Ну ладно, старички, ничего, надо привыкать: перешли в другую возрастную категорию. Володя так лет с сорока мечтал о пенсии, хотя ещё был активен, силён, ироничен, громко хохотал, много работал, его голос рокотал в аудиториях, как прибой. Но дома он часто говорил: «Поскорее бы на пенсию, лежал бы на диване и ничего не делал». Меня это возмущало: как, хотеть растительного образа жизни? Ты с ума сошёл!
Я, наоборот, желала быть активной до смерти, всё время работать, быть полезной, вести интересную жизнь. Кстати, чем старше становлюсь, тем больше начинаю ценить свой возраст.

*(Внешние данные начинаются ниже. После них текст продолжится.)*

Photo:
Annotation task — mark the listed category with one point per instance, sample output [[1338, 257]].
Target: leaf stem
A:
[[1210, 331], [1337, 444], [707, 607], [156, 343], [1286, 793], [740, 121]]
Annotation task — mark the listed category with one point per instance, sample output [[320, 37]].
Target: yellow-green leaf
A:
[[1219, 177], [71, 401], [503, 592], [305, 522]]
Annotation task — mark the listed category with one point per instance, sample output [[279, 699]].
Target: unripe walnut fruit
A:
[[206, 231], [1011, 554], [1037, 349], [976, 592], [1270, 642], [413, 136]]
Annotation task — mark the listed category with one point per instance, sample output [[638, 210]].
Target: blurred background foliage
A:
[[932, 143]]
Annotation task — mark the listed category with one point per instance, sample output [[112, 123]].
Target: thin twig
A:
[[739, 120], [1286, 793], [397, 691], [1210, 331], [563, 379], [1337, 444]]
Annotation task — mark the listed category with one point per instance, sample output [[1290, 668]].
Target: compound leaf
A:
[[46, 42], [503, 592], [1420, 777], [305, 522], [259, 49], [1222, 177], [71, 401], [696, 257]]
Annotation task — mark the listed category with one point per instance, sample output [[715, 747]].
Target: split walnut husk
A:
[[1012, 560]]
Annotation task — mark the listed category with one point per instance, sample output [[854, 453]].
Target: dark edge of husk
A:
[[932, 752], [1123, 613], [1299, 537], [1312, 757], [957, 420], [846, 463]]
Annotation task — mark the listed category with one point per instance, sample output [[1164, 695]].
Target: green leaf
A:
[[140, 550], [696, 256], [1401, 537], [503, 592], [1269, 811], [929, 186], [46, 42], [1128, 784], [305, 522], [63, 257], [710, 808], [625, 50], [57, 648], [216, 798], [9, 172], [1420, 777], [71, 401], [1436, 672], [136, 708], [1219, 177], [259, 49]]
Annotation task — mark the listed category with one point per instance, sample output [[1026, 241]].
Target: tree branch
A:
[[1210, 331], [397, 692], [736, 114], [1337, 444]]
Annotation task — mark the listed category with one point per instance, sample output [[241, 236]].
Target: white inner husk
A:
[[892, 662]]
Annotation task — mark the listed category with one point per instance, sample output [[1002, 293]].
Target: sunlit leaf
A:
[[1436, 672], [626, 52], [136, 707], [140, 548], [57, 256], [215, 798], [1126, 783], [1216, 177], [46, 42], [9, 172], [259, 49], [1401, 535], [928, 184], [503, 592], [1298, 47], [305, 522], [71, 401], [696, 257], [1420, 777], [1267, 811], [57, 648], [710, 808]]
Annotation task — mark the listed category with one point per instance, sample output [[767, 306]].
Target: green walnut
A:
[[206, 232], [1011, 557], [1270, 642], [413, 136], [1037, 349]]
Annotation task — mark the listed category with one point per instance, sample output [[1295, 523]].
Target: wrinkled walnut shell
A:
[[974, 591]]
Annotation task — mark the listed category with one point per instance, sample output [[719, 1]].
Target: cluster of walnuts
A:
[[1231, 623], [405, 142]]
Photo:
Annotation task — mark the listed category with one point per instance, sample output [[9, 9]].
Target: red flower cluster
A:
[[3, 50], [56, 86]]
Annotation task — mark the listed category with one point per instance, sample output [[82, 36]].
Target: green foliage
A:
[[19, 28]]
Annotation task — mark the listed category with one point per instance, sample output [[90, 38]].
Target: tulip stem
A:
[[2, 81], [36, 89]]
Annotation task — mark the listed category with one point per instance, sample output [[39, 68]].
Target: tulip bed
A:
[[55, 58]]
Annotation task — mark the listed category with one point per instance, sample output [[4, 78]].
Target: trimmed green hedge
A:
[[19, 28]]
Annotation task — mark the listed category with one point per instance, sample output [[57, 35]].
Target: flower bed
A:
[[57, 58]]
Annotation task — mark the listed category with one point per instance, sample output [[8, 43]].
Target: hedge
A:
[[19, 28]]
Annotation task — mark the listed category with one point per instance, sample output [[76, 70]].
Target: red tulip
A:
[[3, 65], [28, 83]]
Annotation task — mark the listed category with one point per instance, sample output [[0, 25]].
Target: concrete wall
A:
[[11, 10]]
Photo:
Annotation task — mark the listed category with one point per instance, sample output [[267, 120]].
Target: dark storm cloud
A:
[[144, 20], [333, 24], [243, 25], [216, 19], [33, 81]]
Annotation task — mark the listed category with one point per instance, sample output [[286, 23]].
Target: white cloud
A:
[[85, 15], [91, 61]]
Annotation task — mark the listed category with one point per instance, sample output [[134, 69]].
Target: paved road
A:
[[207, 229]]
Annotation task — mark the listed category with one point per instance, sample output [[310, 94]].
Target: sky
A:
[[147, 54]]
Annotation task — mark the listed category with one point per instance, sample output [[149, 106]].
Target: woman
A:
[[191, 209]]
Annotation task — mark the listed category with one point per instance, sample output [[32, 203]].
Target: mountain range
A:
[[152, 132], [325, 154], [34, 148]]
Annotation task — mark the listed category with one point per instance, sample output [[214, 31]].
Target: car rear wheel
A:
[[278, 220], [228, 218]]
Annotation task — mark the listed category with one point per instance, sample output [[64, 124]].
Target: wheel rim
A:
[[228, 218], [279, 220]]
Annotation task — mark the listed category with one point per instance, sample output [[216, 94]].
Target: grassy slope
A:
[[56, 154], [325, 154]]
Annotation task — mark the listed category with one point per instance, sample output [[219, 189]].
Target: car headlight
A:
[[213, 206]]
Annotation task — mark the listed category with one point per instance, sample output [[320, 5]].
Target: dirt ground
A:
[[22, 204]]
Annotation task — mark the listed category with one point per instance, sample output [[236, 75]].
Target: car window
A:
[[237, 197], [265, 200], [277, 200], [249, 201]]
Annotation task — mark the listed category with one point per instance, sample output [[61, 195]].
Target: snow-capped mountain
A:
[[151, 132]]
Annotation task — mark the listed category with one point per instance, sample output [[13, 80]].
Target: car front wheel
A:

Отчасти это связано с моим ранним детством: родилась-то я восьмимесячной, слабенькой, мама говорит, что из роддома меня принесли синенькую, с маленькими ручками, сжатыми, как у птички. Жили мы тогда в Тобольске под горой, в деревянном доме, и вот соседки-старушки пришли на младенца посмотреть и в один голос стали каркать: «Не жилец. Нет, не жилец». А я назло им выжила. С тех пор моя мама время от времени шутит: надо же, «не жилец», а дожила до сорока лет, до пятидесяти, пятидесяти пяти и так далее.
Значит, о пенсии я не думала (неинтересно это было), а когда до неё остался год, всё-таки стала задумываться. Меня как-то раздражало само слово «пенсионерка», как будто крест на мне ставили, даже хотела отказаться от пенсии, чтобы не сидеть на шее у государства. Мысли эти стали меня раздражать, настойчиво биться в моей голове и однажды вылились в стихотворной форме.
Скажу прямо: я не поэт. Так же как и не писатель. Я просто человек читающий, пишущий и, хочется верить, мыслящий. В юности, когда часто влюблялась (это была просто такая потребность, состояние духа, когда можно было влюбиться в героя книги, актёра, раз увиденного мальчика, вымышленный образ), из меня вдруг полезли стихи. Я их записывала в тетрадку, потом её выбросила. В самих стихах, когда они были только написаны, ещё немного билась, трепетала та стихия, что овладевала моей душой, пока я помнила это состояние, а после тексты становились просто корявым набором слов, и читать их было неловко. Однако предчувствие поэзии, что-то тонко натянутое внутри, томление, ожидание, ощущение ритма, музыки стиха – всё это было каким-то особенным счастьем, сладким и слегка болезненным ощущением творения. И тогда я часами вдохновенно мучилась, подбирая словесные эквиваленты внутренним ощущениям, чтобы они совпали. А иногда – о чудо! – стихи рождались почти молниеносно.